The Race demands that states evaluate teachers by their students' test scores. Some states are legislating that 50 percent of a teacher's evaluation be based on student scores. There is no basis in research or science for 50 percent or 20 percent or any other number. Of course, supervisors should take test scores into account when evaluating teachers, but they should not be required to use a fixed percentage, determined arbitrarily by legislators.
The issue of how to evaluate teachers should be resolved by professional associations, working in concert, such as the National Academy of Sciences, the National Academy of Education, and other professional groups. The state legislatures do not determine how other professionals should be evaluated; they don't know. Nor do they know how teachers should be evaluated. Why doesn't the U.S. Department of Education convene the leading professional organizations and give them a grant to design the ideal method of evaluating teacher performance? Why should such an important issue be determined by political negotiation rather than by professional standards?
The NCLB-induced obsession with testing and test-prep activities will intensify under Race to the Top because teachers will know that their future, their reputation, and their livelihood depend on getting the scores higher, by any means necessary.
By raising the stakes for tests even higher, Race to the Top will predictably produce more teaching to bad tests, more narrowing of the curriculum, more cheating, and more gaming the system. If scores rise, it will be the illusion of progress, rather than better education. By ratcheting up the consequences of test scores, education will be corrupted and cheapened. There will be even less time for history, geography, civics, foreign languages, literature, and other important subjects.
The Race requires states to increase the number of privately managed schools. There is no basis in research for this requirement. Privately managed schools have been compared with regular public schools on the National Assessment of Educational Progress since 2003, and they have never outperformed them. The Stanford CREDO study found that 17 percent of charter schools were better than matched traditional public schools, 46 percent performed about the same, and 37 percent were worse than traditional public schools. Not an impressive showing.

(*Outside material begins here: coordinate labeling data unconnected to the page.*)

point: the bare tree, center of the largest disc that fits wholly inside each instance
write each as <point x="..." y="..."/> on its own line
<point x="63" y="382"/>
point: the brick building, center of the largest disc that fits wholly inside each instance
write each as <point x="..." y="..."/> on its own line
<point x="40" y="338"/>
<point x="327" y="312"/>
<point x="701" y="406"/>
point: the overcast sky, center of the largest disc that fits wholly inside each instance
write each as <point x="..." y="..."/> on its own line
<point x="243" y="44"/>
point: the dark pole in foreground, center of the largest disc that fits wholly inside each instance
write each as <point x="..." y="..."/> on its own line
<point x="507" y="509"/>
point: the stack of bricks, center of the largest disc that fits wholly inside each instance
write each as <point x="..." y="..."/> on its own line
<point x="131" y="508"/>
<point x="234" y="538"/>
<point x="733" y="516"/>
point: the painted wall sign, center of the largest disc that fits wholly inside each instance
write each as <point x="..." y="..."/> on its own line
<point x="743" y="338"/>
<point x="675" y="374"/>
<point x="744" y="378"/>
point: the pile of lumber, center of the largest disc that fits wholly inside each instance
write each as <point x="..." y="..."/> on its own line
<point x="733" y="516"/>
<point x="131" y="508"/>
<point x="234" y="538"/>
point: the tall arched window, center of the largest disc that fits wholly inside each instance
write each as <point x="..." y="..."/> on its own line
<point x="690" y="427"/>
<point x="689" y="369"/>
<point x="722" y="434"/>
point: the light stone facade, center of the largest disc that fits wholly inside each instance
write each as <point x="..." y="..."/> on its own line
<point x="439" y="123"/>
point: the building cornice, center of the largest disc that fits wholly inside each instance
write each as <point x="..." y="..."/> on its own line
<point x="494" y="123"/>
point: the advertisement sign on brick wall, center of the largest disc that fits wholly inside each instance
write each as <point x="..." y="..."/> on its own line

The Race promotes the de-professionalization of education by encouraging alternate paths into teaching and leadership. No other nation has built a successful public school system by increasing the number of non-professionals in the classroom or in the job of principal or superintendent. We need better-educated, better-prepared teachers; we need principals who are master teachers; we need superintendents who are knowledgeable educators.
Many public schools will be closed down to comply with the demands of Race to the Top. These schools will be heavily concentrated in poor and minority communities, robbing them of their social capital. This will destabilize communities without any assurance that better schools will be created. Schools that enroll large numbers of low-performing students will be heedlessly closed, even if their staff is doing a good job in the face of difficult challenges.
Race to the Top erodes state control of public education, a basic principle of our federal system of government throughout our history. Now, states will dance to whatever tune the U.S. Department of Education feels like playing. Will a different administration demand school prayer and vouchers in exchange for billions?
Race to the Top erodes local control of education by prompting legislatures to supersede local school boards on any issues selected by federal bureaucrats.
I hope I am wrong, but I believe that 10 years from now, we will look back with regret and even shame on this misuse of federal power. Books will be written analyzing where these ideas came from and why they were foisted on the nation's public schools at a time of fiscal distress. And we will be left to wonder why so much money and energy was spent promoting so many dubious ideas.